Discussion Intel current and future Lakes & Rapids thread

Hulk · Oct 11, 2021

coercitiv said:
Obviously we can agree to disagree on this, but I hope nobody will act all surprised when it turns out E cores on the desktop are used solely for area efficiency.

Great analysis. At least for me this sentence explains a lot. I mean about the e's being there for area efficiency, not power/compute efficiency.

Zucker2k · Oct 11, 2021

Hulk said:
Great analysis. At least for me this sentence explains a lot. I mean about the e's being there for area efficiency, not power/compute efficiency.

They serve those purposes too. Except for outright single thread performance, the gracemont cores should provide more multithreaded performance for area and power consumed. The latter category is yet unknown so don't quote me on that. Hehe

Hulk · Oct 11, 2021

Rethinking this post. I made have made a math error..

I wish benchmarks like CB and CPUz would poll the CPU clocks during the run and report an average clockspeed during the benchmark run. It would make it so much easier to compare IPC (throughput).

Asterox · Oct 11, 2021

mikk said:
Yes 12400 is more efficient than the 5600x which is also close to 80W package power in other tests. However Intel cannot go as high as Zen 3 with the clock speeds to achieve this efficiency, 4 Ghz vs ~4.5 Ghz in multithread is quite a big difference. Assuming this 12400 test is representative.

It is not that simple, you need more data for that conclusion.

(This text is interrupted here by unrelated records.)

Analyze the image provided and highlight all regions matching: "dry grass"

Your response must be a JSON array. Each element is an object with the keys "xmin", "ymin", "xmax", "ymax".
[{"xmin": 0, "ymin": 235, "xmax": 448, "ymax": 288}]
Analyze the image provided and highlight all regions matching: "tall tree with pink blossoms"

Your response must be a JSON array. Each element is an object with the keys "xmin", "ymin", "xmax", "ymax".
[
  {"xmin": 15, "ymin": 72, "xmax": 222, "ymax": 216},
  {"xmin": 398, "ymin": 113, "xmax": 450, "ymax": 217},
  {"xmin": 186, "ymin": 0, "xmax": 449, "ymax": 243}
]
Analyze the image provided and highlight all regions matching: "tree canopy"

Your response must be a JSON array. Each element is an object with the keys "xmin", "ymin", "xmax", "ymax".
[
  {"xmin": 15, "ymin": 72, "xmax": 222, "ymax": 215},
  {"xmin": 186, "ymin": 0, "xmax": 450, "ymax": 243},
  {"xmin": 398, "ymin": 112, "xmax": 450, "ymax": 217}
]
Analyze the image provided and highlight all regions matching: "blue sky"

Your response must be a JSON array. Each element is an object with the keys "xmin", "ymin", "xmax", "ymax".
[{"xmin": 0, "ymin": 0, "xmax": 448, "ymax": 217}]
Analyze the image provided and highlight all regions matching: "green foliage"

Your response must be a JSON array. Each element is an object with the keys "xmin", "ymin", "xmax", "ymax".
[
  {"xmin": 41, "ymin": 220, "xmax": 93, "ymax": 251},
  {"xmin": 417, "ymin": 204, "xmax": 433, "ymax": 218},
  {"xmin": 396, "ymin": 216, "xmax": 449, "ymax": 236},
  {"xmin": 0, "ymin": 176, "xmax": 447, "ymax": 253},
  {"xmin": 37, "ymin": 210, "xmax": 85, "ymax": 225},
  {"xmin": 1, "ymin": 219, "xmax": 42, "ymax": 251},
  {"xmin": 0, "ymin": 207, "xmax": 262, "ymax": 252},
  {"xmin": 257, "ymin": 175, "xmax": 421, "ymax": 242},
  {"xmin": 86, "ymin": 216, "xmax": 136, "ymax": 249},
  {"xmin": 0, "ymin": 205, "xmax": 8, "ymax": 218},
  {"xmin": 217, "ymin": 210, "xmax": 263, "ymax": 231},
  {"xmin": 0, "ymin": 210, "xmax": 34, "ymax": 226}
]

Cinebench performanse per watt without precise details(Gamer Nexus)is not enough, especially if you take into account the CPU frequency difference.At same all core CPU frequency, R5 5600X would be even much more efficient.i5 12400 with 4.4ghz all core turbo, well it will be much less efficient no doubt.

i5 12400

- 4ghz all core turbo
- 4.4ghz singlecore

R5 5600X

- 4.4-4.5ghz all core turbo
- 4.6ghz singlecore

dullard · Oct 11, 2021

Markfw said:
I reserve all comments until a recognized authority like Anandtech has FULLY reviewed the final product. And actually, I want 3-5 of these before I will comment. First looks say it may be competitive, but at higher power usage. What if its only in a couple of benchmarks that it wins ? What if it fails in most things ? What if the power usage is way too high ? What if its a combination of all of these ? And at what magnitudes ? Lets talk once its out... And maybe even a week later.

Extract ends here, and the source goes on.